The Federal Reserve not only ended its third QE program, but also offered a hawkish view of the labor market. In addition, Yellen and her colleagues did not seem worried about inflation. If reading between the lines of the wording seems complicated, the fact that we had a dovish dissenter when usually the dissenters are hawkish is very telling.
Two hours later, the Reserve Bank of New Zealand made its decision. as expected, Wheeler and his colleagues left the Official Cash Rate at 3.50%. They hiked it four times and then signaled a pause.
This now looks like more than a pause: the RBNZ removed its reference to further tightening. That reference was tied to inflation, but inflation in New Zealand has certainly fallen.

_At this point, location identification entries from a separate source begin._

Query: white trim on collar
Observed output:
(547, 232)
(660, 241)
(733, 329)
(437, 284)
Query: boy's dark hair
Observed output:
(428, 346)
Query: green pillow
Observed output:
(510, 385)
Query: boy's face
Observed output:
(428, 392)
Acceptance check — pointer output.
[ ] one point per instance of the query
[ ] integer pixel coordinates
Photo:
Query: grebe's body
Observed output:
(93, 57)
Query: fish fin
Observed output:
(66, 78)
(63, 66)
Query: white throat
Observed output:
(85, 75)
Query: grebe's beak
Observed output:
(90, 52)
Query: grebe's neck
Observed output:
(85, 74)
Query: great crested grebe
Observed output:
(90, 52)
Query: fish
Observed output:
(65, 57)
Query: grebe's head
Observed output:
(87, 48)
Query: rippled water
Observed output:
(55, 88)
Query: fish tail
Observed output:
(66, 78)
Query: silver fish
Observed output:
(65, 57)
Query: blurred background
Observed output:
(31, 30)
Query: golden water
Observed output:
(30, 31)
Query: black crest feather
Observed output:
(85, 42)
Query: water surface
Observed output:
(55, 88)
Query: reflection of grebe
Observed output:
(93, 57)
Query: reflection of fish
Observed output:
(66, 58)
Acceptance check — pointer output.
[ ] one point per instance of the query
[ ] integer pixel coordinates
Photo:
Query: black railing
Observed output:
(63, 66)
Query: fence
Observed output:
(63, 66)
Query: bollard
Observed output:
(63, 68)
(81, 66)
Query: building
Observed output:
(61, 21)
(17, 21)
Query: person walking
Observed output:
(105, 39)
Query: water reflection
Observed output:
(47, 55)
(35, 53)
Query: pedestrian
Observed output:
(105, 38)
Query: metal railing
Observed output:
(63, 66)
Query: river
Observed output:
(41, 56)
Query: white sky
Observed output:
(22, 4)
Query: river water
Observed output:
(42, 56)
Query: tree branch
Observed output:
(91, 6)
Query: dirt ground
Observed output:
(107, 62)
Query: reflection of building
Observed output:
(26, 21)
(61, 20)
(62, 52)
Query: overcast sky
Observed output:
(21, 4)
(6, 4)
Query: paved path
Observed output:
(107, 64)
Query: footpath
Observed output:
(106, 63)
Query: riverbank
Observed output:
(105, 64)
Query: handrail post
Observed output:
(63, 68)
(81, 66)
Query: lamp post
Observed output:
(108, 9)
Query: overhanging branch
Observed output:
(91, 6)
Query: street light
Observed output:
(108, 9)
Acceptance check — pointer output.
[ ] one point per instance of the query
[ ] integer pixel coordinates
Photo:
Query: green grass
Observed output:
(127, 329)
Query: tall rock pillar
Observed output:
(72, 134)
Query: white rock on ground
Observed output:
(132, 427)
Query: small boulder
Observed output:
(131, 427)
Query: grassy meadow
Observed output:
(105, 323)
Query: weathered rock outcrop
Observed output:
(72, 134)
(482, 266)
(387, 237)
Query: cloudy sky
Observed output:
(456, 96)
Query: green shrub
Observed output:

In addition, the RBNZ hit the kiwi when it was already down, and not for the first time: the statement not only said that the levels of NZD are unsustainable and unjustifiable, but also said it expects to see “a further significant fall for the New Zealand dollar”.
The pair is at the lower end of the range, back to levels last seen when the New Zealand government and the central bank made statements about the strength of the kiwi. The Prime Minister would like to see it at 0.65.